Among the many long-term savings schemes launched by the central government with the aim of securing the future of the girl child in India, one of the most popular schemes is the Sukanya Samriddhi Yojana. This scheme was launched by Prime Minister Narendra Modi from Panipat, Haryana on January 22, 2015. It is an important part of the central government’s ‘Beti Bachao, Beti Padhao’ campaign.
For those who are currently worried about the cost of their daughter’s higher education and future marriage, this scheme is an effective option for long-term safe investment.

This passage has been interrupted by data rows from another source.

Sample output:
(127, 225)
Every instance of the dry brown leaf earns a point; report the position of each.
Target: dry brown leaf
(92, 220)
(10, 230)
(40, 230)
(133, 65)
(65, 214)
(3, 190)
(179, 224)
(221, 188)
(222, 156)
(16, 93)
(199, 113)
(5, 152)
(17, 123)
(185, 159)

By investing regularly for a certain period, it is possible to create a fund of up to Rs 65 lakh at the time of maturity – which is completely under the government’s guaranteed scheme.

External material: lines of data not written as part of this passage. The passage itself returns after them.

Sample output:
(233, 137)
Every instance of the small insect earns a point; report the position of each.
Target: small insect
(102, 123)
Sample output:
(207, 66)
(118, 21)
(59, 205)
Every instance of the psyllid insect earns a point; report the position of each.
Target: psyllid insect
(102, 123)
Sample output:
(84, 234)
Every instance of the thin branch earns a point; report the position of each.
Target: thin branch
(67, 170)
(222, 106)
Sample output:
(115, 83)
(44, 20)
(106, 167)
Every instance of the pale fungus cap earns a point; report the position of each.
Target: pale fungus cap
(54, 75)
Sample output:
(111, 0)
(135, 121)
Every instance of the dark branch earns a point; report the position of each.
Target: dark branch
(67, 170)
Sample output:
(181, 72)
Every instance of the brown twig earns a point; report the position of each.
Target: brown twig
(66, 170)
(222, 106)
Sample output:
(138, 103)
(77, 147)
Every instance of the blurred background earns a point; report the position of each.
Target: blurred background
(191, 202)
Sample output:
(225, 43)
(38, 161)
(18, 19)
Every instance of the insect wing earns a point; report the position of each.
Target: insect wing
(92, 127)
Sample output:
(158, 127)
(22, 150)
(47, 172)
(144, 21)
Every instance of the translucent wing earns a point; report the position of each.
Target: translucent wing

What is the Sukanya Samriddhi Yojana?
This is a government-approved small savings scheme, where a special account is opened in the name of the girl child. This account can be opened at any time from birth to the age of 10.

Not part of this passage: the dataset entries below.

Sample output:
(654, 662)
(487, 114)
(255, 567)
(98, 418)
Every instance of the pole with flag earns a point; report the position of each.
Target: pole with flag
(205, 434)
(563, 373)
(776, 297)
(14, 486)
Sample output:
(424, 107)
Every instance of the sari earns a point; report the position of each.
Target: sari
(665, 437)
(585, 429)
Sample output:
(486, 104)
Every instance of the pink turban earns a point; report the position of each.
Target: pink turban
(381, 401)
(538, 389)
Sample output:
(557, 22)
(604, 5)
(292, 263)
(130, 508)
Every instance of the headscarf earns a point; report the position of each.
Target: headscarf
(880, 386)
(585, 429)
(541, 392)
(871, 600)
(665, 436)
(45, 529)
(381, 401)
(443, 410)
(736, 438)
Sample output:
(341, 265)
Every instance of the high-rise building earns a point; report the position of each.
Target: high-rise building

If the guardian deposits money regularly for a certain period, a large amount of fund is created with interest. This money can mainly be used for the daughter’s higher education or marriage.
How is it possible to get up to Rs 65 lakh?
Let’s say a parent invests a maximum of Rs 1.5 lakh per year for 15 years. If the current interest rate is 8.2% and it remains the same on average over the long term, then at the end of 21 years, the total amount deposited and interest can amount to a fund of around Rs 60-65 lakh.
However, the interest rate is fixed by the government every quarter, so the final return will depend on the future interest rate.
Who can apply for this scheme?
1. The girl child should be less than 10 years of age.
2. Only one account can be opened in the name of a girl.
3. This account can be opened for a maximum of two girls in a family.
4. Even if the account is in the name of the girl, the parents or legal guardian will manage it.
Investment Rules
- Minimum Annual Deposit: Rs. 250
- Maximum Annual Deposit: Rs. 1.5 lakh
- Deposit Period: 15 years
- Total Account Term: 21 years
- Partial withdrawal is possible after completing 18 years (for higher education)
Interest Rate and Tax Benefits
Currently, this scheme is offering interest at a rate of 8.2%, which is higher than many other savings schemes. The interest rate is reviewed every quarter.
It is also very profitable in terms of tax benefits:
- Tax deduction up to Rs. 1.5 lakh per year under Section 80C
- Interest is completely tax-free
- Maturity amount is also tax-free
- That is, it is an EEE (Exempt-Exempt-Exempt) category investment.
Where can the account be opened?
This account can be opened:
- At any post office
- At authorized government and private banks
Required documents
The following documents are required to be submitted while opening an account:
- Birth certificate of the daughter
- Aadhar card of the guardian
- PAN card
- Address proof
- Passport size photograph
Online application method
1. Download the form from the website of the concerned bank or post office.
2. Fill in the daughter’s name, date of birth and guardian’s information.
3. Mention the initial deposit amount.
4. Attach the required documents.
5. Activate the account by depositing it at the branch.
Offline application method
1. Go to the nearest post office or bank.
2. Collect the application form.
3. Fill it correctly and submit it along with the documents.
4. Deposit the first installment.
5. Collect the passbook.
Partial and full withdrawal rules
- Up to 50% can be withdrawn for higher education after completing 18 years.
- After 21 years, the full amount can be withdrawn with interest.
- In case of marriage, premature withdrawal is allowed after 18 years (proof required).
- In case of death of the daughter, the guardian can withdraw the money by submitting the death certificate.